There is a paucity of evidence indicating whether HIV-related CVD risk differs in transgender individuals prescribed hormone therapy (Fig. 1). Therefore, a greater awareness of the potential to modify cardiometabolic risk factors associated with both HIV and hormone therapy is encouraged, as it will help decrease the potential CVD burden in this population [9].

While there are ongoing studies on primary prevention in patients with HIV [13, 14], there are no studies focussing specifically on cardiovascular prevention among transgender persons with HIV. However, there are certain strategies that can be implemented and are applicable to this population, such as encouraging smoking cessation, lipid monitoring and appropriate treatment with a statin that has limited drug interactions with antiretroviral therapy, appropriate selection of antiplatelet therapy, maintaining blood pressure and glucose control, and regular exercise and optimal body mass index. In addition, hormone therapy regimens with the least cardiovascular adverse effects should be used and hormone levels should be monitored to avoid supra-physiological levels that may be associated with a higher CVD risk [15].

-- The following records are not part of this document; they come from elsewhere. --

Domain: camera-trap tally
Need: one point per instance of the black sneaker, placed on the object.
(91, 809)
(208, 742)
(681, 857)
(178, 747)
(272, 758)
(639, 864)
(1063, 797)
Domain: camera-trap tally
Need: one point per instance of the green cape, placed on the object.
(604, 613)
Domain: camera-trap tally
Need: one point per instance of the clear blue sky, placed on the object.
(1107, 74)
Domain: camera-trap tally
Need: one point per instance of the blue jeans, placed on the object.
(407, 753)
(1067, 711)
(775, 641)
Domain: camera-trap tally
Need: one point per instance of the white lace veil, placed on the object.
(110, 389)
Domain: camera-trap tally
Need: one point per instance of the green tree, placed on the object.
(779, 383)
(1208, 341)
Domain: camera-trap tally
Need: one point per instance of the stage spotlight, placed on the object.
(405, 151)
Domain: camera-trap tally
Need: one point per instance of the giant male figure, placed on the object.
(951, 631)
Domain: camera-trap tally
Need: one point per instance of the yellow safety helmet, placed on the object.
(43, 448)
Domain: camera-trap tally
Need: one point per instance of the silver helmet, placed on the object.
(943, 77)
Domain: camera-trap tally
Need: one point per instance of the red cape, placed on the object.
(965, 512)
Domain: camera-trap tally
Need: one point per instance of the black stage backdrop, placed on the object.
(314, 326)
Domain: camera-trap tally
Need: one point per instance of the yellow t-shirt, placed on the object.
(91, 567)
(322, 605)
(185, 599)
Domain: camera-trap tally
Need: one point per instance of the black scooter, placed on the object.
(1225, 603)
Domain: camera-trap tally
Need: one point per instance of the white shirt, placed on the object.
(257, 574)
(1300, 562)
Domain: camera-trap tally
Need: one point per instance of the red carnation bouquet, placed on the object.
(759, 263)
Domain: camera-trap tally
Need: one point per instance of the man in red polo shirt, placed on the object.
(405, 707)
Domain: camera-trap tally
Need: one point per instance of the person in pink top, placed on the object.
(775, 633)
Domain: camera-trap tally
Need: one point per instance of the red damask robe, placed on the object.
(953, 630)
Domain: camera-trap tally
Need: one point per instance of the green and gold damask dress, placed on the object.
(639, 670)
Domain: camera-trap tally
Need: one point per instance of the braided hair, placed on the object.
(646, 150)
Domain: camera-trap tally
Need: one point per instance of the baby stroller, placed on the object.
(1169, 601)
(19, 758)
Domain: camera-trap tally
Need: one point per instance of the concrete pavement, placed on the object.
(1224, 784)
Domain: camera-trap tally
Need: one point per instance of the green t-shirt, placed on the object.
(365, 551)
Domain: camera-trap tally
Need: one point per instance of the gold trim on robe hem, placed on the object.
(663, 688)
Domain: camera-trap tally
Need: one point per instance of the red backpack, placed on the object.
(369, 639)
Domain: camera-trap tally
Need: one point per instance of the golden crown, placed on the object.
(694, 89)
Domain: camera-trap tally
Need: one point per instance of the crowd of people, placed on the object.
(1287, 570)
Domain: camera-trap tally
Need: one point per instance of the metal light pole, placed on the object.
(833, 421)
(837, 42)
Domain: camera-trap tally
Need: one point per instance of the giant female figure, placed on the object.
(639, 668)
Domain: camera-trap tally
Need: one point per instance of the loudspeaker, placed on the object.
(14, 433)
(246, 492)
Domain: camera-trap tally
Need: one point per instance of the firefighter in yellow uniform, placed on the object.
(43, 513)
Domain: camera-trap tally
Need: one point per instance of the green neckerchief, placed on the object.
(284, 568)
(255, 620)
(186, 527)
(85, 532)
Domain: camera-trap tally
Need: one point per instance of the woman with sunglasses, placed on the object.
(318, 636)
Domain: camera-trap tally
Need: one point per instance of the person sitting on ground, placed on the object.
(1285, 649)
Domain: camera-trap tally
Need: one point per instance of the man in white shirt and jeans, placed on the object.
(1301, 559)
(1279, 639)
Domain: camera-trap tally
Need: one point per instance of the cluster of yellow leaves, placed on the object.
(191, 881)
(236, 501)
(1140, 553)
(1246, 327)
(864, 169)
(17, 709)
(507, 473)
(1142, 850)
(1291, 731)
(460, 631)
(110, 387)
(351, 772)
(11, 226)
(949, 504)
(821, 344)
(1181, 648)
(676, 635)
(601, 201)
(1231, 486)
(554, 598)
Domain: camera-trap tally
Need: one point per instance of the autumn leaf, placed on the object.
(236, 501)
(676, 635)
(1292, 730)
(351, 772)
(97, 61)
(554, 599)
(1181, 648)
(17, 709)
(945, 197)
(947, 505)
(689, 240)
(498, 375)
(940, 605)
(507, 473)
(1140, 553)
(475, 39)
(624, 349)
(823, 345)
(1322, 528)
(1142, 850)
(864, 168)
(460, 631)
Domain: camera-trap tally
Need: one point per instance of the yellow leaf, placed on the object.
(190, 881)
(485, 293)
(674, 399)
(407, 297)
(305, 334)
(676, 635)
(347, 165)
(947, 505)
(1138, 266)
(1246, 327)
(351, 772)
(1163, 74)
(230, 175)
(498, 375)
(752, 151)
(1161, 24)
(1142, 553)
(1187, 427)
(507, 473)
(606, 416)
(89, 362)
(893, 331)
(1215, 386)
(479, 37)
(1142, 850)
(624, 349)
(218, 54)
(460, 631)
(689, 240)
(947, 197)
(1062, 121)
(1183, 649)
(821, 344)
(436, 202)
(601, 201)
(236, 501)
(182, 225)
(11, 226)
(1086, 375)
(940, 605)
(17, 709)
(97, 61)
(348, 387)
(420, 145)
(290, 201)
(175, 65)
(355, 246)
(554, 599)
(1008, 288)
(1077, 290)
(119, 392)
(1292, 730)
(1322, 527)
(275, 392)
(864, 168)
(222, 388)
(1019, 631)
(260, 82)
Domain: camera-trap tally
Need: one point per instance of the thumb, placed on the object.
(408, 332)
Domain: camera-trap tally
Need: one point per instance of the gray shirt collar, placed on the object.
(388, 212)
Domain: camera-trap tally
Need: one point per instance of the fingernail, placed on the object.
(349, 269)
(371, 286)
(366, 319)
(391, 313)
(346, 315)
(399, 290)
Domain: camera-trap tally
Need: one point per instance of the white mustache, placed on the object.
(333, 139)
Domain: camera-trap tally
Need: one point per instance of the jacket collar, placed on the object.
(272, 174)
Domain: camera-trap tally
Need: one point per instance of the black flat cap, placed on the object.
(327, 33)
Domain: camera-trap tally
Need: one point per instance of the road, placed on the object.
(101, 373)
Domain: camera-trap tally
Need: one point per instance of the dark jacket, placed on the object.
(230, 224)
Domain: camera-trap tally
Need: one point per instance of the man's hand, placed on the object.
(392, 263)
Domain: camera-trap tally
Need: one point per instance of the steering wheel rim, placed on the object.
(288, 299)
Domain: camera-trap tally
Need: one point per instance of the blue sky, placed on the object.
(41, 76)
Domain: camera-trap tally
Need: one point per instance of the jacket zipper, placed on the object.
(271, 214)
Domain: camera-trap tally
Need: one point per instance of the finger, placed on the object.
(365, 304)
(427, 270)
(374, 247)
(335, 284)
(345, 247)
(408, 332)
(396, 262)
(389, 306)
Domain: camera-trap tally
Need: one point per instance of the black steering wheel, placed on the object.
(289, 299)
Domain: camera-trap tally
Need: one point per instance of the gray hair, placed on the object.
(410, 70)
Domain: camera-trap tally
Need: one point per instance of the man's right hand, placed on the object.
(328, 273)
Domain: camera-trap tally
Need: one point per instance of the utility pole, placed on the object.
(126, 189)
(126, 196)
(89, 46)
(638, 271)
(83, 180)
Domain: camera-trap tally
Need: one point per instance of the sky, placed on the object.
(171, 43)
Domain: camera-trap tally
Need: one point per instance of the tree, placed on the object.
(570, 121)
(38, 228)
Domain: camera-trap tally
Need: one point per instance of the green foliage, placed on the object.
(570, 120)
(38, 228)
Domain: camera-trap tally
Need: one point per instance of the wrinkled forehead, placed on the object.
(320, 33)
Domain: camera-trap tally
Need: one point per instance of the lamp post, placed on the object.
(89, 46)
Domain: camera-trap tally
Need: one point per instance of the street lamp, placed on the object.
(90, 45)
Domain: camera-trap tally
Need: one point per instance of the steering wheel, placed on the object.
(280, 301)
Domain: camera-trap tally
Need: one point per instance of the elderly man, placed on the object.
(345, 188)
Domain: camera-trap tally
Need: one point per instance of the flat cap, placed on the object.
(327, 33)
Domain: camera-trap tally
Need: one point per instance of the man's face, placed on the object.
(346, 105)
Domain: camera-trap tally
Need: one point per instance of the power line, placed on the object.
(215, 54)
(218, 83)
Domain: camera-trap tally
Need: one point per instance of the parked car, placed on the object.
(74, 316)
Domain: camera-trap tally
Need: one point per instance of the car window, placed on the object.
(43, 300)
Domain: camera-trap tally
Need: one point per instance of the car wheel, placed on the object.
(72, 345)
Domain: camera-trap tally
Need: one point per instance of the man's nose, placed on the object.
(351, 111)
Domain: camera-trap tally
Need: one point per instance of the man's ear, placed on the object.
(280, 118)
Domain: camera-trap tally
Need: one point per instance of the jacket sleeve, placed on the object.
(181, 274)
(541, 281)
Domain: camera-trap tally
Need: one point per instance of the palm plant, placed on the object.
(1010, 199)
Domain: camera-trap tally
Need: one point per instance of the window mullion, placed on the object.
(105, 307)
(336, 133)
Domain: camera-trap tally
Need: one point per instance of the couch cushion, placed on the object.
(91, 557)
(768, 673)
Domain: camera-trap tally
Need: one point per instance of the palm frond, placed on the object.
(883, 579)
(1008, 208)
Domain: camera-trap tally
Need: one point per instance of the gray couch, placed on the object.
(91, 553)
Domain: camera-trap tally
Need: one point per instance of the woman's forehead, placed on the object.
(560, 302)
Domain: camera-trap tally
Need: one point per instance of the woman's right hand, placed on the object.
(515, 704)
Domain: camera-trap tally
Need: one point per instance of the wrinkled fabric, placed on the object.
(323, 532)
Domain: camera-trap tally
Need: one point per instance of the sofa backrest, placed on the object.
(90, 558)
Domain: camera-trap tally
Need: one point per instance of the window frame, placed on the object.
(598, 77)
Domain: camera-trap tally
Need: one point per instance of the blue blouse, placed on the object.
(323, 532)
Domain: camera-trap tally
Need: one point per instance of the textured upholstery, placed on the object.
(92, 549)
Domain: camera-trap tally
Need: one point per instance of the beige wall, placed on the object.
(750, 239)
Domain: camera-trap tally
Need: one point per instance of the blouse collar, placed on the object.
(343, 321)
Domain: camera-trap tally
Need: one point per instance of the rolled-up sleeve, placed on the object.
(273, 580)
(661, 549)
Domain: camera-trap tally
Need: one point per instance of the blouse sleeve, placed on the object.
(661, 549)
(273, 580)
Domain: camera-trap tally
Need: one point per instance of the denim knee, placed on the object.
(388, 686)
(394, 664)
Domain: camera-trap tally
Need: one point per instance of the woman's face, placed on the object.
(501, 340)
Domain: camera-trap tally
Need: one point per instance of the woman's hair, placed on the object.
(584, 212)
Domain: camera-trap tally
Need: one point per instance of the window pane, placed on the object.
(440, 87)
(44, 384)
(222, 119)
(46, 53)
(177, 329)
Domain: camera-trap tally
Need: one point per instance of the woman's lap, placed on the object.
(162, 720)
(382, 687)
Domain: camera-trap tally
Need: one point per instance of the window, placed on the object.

A large gap exists in our understanding of how to effectively provide evidence-based care for transgender individuals. This is a vulnerable population that not only faces constantly shifting social policies, but also clinical challenges due to the complex interplay of CVD risk factors, HIV, and hormone therapy. A multi-disciplinary team approach must focus on addressing unique health care needs among the transgender community. Clinicians together with researchers must join to help narrow this gap and obtain answers that will help develop public health interventions specifically for this medically underserved population.